X-factor in child-witnesses’ accounts: TV
Aug. 9, 2013
“(One) area of uncertainty is the extent to which sexual knowledge is learned by young children through exposure to either explicit or sexually suggestive materials on television, video and movies. Studies indicate that children watch from 14 to 23 hours of television a week with the highest level among preschoolers. About a third of them do so without parental involvement in what they watch.”
– From “Evidence Issues and ‘Lessons’ from State v. Kelly: Litigation of Allegations of Child Sexual Abuse” by Jeffrey L. Miller and W. Michael Spivey, presented at the 6th annual North Carolina Criminal Evidence Seminar, UNC School of Law (April 16, 1993)
Among the “suggestive materials” that aired during the early days of the Little Rascals allegations: “Do You Know the Muffin Man?”

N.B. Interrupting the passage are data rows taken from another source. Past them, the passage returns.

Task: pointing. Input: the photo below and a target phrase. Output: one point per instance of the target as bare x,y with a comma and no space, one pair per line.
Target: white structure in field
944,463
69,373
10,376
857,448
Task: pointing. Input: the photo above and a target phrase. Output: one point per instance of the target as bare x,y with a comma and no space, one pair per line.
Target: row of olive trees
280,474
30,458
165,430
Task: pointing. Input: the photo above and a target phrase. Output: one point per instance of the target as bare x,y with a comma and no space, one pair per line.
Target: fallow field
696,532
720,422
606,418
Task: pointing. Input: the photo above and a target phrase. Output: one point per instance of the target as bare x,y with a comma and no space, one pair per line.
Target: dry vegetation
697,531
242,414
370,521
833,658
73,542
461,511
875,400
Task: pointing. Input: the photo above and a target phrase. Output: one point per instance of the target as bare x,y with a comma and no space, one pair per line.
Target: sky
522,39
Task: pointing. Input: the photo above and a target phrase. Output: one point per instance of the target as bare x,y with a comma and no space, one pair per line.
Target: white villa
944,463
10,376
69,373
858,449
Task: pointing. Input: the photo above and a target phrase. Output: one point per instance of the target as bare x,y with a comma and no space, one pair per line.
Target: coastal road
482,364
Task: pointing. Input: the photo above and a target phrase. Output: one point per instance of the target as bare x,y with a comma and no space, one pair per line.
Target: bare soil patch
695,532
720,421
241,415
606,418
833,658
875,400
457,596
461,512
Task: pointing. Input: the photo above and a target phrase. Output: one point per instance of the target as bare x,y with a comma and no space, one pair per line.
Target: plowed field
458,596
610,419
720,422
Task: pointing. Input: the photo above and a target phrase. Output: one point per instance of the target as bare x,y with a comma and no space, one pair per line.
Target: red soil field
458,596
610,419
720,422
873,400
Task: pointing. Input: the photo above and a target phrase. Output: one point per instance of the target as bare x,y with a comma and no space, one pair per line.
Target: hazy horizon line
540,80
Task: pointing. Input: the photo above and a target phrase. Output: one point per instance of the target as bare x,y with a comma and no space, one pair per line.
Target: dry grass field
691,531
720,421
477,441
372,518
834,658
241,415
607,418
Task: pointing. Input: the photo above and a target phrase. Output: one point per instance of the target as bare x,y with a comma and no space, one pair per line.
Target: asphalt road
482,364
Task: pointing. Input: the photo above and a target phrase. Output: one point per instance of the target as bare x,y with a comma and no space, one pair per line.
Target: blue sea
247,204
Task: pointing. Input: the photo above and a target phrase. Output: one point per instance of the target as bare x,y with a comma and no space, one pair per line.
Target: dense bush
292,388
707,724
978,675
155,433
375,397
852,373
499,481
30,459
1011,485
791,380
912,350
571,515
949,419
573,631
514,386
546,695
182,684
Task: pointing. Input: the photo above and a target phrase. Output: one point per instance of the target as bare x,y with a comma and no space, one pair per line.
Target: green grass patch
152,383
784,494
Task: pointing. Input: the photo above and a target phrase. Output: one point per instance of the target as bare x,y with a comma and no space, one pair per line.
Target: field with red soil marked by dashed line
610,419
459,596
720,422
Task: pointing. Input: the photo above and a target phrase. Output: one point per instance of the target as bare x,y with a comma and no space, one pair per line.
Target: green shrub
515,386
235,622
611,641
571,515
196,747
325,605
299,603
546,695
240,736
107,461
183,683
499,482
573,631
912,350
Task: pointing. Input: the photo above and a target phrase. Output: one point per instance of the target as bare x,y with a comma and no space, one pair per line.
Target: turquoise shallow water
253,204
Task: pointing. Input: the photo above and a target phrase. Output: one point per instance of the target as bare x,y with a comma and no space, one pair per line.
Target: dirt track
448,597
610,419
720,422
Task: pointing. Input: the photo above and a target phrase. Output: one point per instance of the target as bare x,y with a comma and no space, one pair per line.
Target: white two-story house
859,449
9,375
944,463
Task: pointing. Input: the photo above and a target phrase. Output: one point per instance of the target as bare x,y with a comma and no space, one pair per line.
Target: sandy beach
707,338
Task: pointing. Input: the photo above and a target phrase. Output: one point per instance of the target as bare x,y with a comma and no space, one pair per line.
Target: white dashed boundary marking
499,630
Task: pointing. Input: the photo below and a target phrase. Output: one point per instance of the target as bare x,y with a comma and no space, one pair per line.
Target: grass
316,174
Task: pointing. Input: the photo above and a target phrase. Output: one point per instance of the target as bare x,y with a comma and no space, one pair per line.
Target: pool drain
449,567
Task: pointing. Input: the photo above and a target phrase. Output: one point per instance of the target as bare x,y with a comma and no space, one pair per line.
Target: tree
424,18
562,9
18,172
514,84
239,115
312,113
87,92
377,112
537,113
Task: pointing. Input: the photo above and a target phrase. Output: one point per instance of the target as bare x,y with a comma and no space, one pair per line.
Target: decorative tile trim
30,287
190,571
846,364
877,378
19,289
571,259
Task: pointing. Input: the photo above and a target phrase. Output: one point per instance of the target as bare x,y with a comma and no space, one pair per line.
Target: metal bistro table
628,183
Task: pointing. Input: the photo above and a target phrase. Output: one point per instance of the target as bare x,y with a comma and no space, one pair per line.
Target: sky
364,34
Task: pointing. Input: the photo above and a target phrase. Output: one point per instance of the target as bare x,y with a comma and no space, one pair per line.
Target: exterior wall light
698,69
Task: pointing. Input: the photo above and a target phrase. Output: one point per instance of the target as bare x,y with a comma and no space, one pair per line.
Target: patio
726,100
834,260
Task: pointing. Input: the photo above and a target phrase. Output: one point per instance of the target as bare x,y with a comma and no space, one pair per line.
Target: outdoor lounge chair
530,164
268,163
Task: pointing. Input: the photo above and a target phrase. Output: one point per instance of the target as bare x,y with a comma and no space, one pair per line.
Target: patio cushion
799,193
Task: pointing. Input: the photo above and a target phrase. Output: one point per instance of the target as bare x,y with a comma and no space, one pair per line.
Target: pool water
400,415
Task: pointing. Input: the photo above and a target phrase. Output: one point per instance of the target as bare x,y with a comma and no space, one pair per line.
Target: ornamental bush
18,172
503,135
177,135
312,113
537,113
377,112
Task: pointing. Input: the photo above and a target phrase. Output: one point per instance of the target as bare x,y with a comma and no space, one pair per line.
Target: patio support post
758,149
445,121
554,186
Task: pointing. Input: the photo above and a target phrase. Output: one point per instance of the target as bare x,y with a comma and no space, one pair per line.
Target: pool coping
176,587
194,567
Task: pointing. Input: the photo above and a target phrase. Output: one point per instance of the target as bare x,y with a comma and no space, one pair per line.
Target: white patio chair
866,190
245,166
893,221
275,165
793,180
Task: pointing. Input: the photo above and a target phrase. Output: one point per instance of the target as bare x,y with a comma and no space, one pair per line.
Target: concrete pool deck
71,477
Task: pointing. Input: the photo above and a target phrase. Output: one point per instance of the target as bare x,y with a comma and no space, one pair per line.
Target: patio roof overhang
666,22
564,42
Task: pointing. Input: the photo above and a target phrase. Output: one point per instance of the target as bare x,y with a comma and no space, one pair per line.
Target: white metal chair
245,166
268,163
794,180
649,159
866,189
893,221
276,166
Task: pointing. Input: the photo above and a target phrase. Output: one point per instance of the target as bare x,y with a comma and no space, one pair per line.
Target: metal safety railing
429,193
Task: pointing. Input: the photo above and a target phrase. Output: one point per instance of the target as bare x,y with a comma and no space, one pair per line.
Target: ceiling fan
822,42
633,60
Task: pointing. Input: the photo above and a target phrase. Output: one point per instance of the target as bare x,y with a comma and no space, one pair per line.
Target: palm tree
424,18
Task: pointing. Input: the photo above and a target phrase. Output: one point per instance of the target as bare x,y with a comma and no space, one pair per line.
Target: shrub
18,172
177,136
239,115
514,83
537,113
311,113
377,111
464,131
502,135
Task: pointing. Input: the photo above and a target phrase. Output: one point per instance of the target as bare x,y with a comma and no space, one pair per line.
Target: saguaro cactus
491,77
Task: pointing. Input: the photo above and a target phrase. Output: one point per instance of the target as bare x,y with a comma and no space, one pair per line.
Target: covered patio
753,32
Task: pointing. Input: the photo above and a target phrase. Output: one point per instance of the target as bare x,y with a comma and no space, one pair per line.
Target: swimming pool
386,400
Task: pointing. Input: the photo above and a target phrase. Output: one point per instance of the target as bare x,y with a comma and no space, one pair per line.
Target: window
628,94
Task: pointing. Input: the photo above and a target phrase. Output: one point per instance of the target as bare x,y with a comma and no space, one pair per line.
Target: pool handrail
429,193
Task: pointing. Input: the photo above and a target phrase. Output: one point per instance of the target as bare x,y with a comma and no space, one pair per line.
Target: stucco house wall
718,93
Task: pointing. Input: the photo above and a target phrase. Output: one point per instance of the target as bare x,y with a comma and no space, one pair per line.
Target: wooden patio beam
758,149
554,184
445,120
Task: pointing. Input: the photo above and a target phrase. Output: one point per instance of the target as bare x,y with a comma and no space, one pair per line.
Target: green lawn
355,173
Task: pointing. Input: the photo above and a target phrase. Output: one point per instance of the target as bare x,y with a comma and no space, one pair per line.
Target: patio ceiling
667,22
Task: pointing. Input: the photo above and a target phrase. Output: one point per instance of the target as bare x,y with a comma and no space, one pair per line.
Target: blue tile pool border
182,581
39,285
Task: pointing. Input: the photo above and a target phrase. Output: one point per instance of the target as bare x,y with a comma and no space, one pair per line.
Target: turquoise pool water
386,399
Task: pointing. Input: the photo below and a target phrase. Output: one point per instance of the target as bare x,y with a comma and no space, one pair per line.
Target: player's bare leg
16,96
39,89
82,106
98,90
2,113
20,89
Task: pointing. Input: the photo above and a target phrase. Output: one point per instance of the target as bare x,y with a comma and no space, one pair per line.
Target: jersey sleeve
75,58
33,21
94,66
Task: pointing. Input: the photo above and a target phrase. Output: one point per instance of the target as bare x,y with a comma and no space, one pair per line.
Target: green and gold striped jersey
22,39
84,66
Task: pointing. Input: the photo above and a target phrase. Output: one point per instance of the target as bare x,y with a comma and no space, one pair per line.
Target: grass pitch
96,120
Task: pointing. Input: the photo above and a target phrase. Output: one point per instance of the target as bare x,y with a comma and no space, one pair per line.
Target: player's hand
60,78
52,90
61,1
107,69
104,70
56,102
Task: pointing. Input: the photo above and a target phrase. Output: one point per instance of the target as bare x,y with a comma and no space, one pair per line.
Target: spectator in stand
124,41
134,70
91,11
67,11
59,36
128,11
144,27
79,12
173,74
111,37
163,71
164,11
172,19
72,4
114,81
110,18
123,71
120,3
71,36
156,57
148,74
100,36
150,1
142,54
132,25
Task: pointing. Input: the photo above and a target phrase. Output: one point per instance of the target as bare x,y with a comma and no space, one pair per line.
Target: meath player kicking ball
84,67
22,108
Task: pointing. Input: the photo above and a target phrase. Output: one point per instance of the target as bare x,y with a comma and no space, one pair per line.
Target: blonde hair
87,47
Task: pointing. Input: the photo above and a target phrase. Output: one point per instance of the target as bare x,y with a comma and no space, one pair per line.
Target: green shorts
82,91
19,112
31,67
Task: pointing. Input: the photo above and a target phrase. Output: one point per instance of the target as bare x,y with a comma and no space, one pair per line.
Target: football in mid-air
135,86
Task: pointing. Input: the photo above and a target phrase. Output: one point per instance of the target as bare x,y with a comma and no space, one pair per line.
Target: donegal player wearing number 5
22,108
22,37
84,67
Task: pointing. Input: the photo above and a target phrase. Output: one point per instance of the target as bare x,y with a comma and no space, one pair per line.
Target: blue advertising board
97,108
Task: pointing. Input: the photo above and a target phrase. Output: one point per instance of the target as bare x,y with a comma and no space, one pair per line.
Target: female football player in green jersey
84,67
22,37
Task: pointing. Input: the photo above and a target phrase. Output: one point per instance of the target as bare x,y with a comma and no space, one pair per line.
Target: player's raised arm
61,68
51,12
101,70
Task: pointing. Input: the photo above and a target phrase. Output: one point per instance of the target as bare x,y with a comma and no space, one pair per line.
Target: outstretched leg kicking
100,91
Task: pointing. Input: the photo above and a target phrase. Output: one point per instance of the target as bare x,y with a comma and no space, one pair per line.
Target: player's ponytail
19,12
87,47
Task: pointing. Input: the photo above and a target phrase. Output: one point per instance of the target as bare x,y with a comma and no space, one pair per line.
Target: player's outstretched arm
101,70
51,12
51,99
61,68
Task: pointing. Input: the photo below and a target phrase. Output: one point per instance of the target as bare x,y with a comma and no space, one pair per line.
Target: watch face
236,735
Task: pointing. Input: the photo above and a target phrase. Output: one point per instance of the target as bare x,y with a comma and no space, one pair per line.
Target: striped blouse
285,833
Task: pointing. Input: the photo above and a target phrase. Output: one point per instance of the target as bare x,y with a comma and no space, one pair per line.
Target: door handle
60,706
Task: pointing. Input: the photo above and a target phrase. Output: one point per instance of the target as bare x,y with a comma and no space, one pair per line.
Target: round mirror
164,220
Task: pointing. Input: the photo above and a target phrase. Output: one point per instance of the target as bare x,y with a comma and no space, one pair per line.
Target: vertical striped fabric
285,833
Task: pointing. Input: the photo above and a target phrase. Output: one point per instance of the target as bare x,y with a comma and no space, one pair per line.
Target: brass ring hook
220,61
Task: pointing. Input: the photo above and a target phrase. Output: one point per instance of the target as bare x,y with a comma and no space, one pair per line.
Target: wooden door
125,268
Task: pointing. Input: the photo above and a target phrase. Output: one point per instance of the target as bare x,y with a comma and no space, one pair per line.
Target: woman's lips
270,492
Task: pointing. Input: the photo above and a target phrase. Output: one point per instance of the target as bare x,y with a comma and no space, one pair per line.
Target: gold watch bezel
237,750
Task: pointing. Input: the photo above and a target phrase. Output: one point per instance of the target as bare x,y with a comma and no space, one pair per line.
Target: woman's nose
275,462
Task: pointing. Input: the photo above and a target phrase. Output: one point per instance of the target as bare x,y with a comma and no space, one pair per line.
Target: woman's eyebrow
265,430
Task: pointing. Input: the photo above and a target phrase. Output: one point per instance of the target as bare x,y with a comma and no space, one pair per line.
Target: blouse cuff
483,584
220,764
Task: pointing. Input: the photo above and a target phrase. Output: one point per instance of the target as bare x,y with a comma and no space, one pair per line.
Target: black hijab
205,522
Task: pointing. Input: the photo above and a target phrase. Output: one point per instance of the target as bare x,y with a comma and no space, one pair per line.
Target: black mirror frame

Kids say the darndest things… eventually
April 24, 2015
“As was made clear repeatedly upon testimony by experts, the very first reports of the children were the ones that would be most critical in determining whether sexual abuse had indeed occurred. Yet in the first interviews, the children said almost nothing of any interest with regard to sexual abuse, and the police officer who conducted these hearings destroyed all of her notes and all of her tapes of what happened before the case went to court. She was approached by several of the mothers initially because she had taken a short course in investigating cases of child abuse.
“Officer (Brenda) Toppin was crucial to the whole process because she was the one who escalated the case from a minor complaint by one parent into a case of massive sexual abuse of dozens of children by scores of day-care workers.”
– From “Understanding The Crucible: A Student Casebook to Issues, Sources, and Historical Documents” by Claudia Durst Johnson and Vernon Johnson (1998)
Court finds Hart’s ploy ‘grossly improper’
March 16, 2012
“The appeals court called a maneuver (in Dawn Wilson’s trial) by the chief special prosecutor, Bill Hart, ‘grossly improper.’
“The judges found that Hart had tried to impugn the reputation of Wilson by placing in the courtroom audience two people whose presence was likely to intimidate Wilson.
“Hart never called the pair as witnesses, but… by his actions had implied to Wilson that he intended to use the two people against her in a way that might result in self-incrimination.”
– From the (Norfolk) Virginian-Pilot, May 3, 1995
In 1995 the N.C. Court of Appeals overturned her conviction. And then of course the prosecutors rushed to apologize to Dawn Wilson for their disgraceful vilification.
Emissaries from Raleigh bring kneejerk resistance to exoneration

Sept. 11, 2016
“I honestly don’t understand not only how the Attorney General’s Office felt it was necessary to fight us through a full week of hearing in this case, but how they could stand up at the end of that hearing and say they thought Johnny should stay in prison.
“That is not a minister of justice. A minister of justice should be objective enough to evaluate the evidence in a fair way and there was no way anybody could look at the evidence that came out in that hearing and say Johnny Small should be in prison.”
– Chris Mumma of the N.C. Center on Actual Innocence, quoted in “Johnny Small free after murder charge dismissed” in the Wilmington Star-News (Sept. 8)
I would’ve expected, before my apprenticeship on the exoneration watch, that district attorneys would be less willing to having their fingers pried loose from wrongful convictions than their allies in the attorney general’s office. It’s the DAs, after all, who have to ‘splain their misfeasance to the voting public.
But this often seems not to be the case, as exemplified by Assistant AG Jess Mekeel’s misplaced concern for “the stability and reliability of our justice system.”
How much of this institutional resistance to exoneration owes to a tradition of prosecutorial blood-brotherhood? And how much springs directly (if not via email) from Attorney General Roy Cooper?
If Cooper took heed of Mumma’s thoughtful plea for “more cooperation between prosecutors and defense attorneys in their efforts to achieve justice,” evidence of it has yet to surface.